Eppure, come dicevamo, la percezione dei professionisti sembra essere differente: solo il 16 per cento degli intervistati sapeva che le prestazioni offerte dalle stampanti inkjet sono migliori sotto tutti gli aspetti testati (produzione di rifiuti, produttività, velocità, emissioni di CO2 e consumo di energia), mentre invece i dati di mercato segnalano un trend positivo. Secondo le stime di Epson, la maggioranza assoluta degli europei, il 76 per cento, ha optato per soluzioni a getto di inchiostro, e le previsioni degli analisti di mercato segnalano che entro il 2020 la tecnologia inkjet in Europa occidentale registrerà un tasso di crescita annuale pari al 10,2 per cento.
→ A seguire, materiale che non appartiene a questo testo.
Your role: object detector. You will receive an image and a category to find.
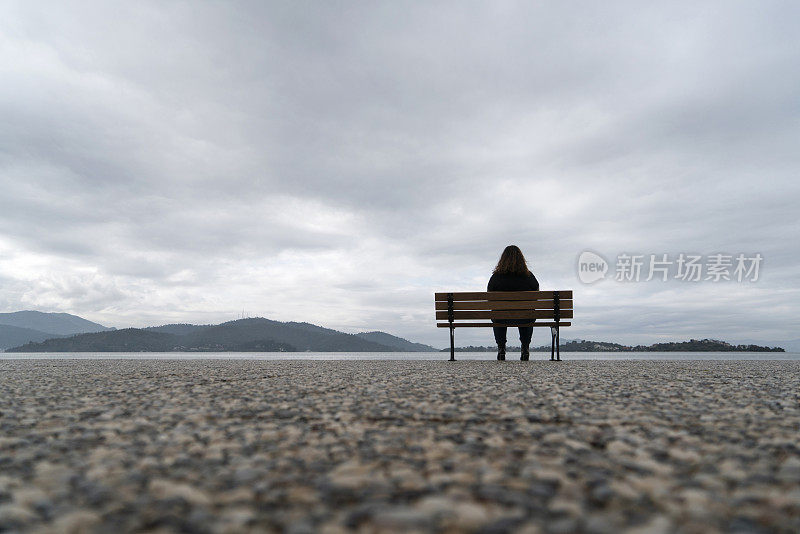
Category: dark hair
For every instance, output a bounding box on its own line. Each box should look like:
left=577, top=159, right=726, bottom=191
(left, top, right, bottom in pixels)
left=494, top=245, right=530, bottom=275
L’attenzione sulla stampa 3D

Come dicevamo in precedenza, l’altro grande “filone” di sviluppo in ottica business è rappresentato dal segmento della stampa tridimensionale, dove i grandi protagonisti come Hp, Ge Additive, Eos e Slm Solutions hanno fatto registrare aumenti di almeno a due cifre dei ricavi derivanti dalle spedizioni di stampanti 3D nel mercato industriale soltanto nel quarto trimestre del 2017, un periodo che ha visto una crescita del fatturato del settore pari al 40 per cento, come rivelato dall’analisi della società di ricerca Context.
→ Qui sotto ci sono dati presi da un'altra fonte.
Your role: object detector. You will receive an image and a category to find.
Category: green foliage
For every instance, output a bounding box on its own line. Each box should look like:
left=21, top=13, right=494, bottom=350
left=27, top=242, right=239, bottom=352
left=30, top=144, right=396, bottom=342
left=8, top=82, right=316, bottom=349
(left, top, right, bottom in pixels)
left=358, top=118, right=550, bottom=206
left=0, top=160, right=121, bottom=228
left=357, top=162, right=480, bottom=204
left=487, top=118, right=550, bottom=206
Risultati finanziari in crescita a due cifre

Chris Connery, VP per l’Analisi Globale di Context, ha spiegato che “nel corso dell’anno i leader di mercato di lunga data come Stratasys e 3D Systems hanno visto i ricavi derivanti dalla spedizione di macchine diminuire un po’, mentre GE Additive e HP hanno registrato una crescita, aiutando l’intero segmento industriale a raggiungere una crescita del 23 per cento rispetto all’anno precedente”. Significativo anche un altro dato: per la prima volta in tre anni sono aumentate anche le unità di stampa, perché nel 2017 state spedite 11.453 stampanti industriali, il 5 per cento in più rispetto al 2016.